Hello, I have a server Runninng 4 Ten core Xeons and am using a GUI to run through command line for Raw Therapee via the batch image command seen here:
My Desktop (3770k) is currently getting around 40 frames (images) per minute whereas my Xeon based server is getting 1 Frame (image) per minute. I want to know if there is any reason as to why it is going so slow. I’d also like to know if there is any way to fix this issue.
Where is drive T:? Maybe the destination is the bottleneck.
I’m not sure you used -a correctly - according to RawPedia a file or folder should follow, according to rawtherapee-cli --help it should not - one of them needs to be fixed by us.
Using PNG will slow you down. Use uncompressed TIFF if you want speed.
rt is optimized for multiple cores, not for multiple cpus. It mostly uses dynamic scheduling which I expect to be the culprit for the slowness on your system.
Could you try the following commands before you start rt?
On Linux or on Windows when running rt in msys2 console
set OMP_NUM_THREADS=10
set GOMP_CPU_AFFINITY='0-9'
That binds rt to the 10 cores of your first cpu.
If rt runs faster with this settings we know that my assumption is true and we can think about how to allow static scheduling for systems with multiple cpus.
So those commands are done from a rawthreepee command window, and considering I use the -w tag (which forcefully keeps the window closed), I don’t see how exactly to implement this. I don’t see how exactly to implement this. Also, this prefix before my batch command does not work, “/start affinity 1” Windows says it can not find -w, is that intended
Considering you’re running on big iron, you should copy the files under test to a RAM disc, so we can rule out an I/O problem and come closer to what Ingo is suspecting and wants to get tested.

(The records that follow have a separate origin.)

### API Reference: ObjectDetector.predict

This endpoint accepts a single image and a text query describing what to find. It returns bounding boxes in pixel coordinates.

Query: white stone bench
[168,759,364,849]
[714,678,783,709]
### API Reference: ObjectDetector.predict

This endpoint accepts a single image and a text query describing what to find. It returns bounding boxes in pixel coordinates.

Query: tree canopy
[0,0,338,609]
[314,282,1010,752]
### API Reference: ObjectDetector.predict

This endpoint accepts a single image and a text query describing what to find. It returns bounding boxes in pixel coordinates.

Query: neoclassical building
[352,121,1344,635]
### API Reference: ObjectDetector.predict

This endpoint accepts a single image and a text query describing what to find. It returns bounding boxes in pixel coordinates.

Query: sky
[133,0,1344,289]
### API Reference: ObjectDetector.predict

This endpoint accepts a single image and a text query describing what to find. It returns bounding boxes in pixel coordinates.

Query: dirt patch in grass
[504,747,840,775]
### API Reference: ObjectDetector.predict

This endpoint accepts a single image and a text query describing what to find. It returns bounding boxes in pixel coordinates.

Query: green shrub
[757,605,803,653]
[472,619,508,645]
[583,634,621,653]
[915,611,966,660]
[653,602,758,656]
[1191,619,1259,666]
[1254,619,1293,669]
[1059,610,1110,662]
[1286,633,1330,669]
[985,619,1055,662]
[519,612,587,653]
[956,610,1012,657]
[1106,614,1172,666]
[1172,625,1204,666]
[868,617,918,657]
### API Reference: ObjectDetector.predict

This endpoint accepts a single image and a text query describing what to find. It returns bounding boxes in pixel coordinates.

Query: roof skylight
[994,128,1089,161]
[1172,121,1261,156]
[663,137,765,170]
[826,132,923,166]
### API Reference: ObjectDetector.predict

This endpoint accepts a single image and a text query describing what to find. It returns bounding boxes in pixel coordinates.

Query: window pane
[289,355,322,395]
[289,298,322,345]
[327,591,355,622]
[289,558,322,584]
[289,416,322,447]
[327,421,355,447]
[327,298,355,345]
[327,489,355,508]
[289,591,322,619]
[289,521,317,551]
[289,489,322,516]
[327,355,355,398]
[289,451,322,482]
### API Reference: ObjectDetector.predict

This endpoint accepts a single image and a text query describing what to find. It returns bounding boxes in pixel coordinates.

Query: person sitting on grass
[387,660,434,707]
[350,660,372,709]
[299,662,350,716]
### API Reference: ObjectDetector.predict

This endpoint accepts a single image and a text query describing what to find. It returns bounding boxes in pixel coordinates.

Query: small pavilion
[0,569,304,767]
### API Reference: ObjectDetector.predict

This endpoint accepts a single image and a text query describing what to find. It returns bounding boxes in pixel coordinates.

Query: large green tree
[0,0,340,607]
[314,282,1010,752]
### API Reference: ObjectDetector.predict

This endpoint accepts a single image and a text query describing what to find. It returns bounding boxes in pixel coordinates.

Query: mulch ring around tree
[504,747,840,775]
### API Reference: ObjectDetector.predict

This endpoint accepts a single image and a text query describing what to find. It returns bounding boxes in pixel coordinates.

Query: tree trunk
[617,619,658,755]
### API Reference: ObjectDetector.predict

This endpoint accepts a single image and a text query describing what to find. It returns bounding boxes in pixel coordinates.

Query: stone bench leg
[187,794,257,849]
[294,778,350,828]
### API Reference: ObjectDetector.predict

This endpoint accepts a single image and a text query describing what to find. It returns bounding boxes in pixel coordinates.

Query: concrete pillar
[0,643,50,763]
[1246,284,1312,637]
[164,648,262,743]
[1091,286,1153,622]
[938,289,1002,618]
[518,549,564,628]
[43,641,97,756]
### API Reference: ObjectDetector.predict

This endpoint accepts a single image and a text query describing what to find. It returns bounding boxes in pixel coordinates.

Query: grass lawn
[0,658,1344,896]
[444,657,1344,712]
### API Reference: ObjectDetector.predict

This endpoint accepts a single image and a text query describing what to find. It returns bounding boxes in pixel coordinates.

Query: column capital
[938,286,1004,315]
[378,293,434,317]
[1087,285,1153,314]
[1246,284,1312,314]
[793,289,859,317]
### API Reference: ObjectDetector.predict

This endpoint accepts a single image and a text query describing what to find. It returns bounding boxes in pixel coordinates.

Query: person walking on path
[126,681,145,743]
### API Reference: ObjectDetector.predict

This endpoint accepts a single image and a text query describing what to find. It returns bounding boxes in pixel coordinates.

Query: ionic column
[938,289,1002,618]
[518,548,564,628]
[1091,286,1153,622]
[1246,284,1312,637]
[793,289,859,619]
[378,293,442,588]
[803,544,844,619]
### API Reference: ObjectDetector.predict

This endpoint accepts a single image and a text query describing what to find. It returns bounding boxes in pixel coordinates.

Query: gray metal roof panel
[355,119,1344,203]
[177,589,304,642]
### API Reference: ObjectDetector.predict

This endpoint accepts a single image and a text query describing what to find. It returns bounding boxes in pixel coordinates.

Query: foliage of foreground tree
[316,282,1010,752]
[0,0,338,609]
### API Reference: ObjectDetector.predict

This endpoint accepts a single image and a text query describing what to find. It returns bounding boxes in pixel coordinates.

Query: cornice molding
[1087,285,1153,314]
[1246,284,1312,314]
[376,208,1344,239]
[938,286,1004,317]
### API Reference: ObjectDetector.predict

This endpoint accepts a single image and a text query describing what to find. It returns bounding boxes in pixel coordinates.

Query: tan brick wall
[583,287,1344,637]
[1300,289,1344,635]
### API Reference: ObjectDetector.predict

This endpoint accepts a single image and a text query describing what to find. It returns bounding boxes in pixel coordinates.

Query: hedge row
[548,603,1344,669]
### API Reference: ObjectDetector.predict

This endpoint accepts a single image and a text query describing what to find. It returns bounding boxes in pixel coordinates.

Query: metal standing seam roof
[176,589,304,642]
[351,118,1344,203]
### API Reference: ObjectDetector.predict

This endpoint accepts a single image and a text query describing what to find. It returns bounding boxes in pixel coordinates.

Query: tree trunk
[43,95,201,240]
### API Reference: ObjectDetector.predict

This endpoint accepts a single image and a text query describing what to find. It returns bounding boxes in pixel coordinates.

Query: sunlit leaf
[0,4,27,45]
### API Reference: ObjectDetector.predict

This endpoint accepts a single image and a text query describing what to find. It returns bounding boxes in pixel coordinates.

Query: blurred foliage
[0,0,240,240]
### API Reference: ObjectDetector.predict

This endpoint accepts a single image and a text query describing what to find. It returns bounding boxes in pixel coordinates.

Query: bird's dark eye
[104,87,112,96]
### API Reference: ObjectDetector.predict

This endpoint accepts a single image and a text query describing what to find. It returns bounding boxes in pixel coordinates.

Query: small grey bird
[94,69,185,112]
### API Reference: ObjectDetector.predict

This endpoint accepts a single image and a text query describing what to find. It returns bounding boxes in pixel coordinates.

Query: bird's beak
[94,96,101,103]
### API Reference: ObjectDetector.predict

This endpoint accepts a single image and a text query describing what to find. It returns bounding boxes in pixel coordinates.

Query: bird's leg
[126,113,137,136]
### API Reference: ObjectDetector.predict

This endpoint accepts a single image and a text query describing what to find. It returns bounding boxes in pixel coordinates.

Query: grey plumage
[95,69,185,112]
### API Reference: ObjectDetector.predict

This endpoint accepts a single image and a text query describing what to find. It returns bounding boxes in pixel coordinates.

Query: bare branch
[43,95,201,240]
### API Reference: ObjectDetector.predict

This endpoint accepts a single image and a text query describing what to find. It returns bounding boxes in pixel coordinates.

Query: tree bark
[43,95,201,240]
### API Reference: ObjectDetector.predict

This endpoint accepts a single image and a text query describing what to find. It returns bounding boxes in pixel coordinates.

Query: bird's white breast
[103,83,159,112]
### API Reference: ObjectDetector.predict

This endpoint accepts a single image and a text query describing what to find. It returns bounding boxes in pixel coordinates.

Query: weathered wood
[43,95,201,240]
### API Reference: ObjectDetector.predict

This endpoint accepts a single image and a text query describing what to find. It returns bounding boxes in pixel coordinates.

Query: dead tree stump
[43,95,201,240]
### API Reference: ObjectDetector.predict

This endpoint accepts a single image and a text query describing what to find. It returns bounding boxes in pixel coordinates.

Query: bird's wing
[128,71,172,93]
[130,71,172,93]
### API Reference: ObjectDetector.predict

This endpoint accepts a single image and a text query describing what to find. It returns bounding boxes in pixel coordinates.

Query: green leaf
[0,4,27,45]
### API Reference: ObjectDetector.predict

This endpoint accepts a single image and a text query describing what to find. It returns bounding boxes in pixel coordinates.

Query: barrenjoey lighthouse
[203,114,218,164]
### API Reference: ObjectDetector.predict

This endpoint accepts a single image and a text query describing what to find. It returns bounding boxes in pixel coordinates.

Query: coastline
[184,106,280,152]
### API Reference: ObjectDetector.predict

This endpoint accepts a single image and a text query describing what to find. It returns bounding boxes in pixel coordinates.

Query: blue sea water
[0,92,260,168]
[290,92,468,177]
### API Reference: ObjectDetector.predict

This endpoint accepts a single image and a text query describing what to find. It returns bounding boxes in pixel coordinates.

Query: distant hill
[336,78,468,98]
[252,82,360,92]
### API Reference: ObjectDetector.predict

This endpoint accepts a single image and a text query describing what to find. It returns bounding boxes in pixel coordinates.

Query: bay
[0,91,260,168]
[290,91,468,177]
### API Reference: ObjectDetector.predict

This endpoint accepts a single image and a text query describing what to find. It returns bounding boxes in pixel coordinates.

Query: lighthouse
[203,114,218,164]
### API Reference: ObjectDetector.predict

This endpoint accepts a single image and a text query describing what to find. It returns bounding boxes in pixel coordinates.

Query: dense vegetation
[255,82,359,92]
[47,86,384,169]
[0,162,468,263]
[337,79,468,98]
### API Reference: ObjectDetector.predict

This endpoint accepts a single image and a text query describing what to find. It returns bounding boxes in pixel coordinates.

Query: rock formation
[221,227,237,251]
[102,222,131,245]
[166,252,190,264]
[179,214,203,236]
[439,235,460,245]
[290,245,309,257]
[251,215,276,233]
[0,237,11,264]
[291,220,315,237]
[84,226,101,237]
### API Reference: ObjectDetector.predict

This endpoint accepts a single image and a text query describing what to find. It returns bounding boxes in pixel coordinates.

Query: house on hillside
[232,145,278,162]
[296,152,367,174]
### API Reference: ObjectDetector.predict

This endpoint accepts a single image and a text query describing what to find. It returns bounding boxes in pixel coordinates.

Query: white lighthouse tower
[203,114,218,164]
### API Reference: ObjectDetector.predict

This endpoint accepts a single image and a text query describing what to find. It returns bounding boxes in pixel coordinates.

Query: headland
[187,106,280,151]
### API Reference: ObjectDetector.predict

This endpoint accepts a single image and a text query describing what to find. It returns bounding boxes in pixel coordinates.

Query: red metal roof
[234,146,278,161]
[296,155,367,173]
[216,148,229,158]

We need more input. You wrote that you are using 4 ten-core xeons. Maybe there is only one xeon model with ten cores but we don’t have the time to search for this kind of information. You didn’t tell us which kind of raw files you processed in your tests. You didn’ tell us which processing you applied to the files.
If you need speed, you need to build RT yourself. The packaged build is restricted to SSE2 usage. It’s easy to build RT even on Windows, just look here
As I already wrote, RT isn’t optimized for multiple cpu systems. It’s optimized for multiple cores on one cpu machines. I’m really interested to optimize it also for multiple cpu machines, but I don’t have such a machine myself. That’s a point where you could help with tests.
Also, I am more than happy to help in making the software optimized for Multi-Processor Systems, Whether that be testing different application versions or configurations.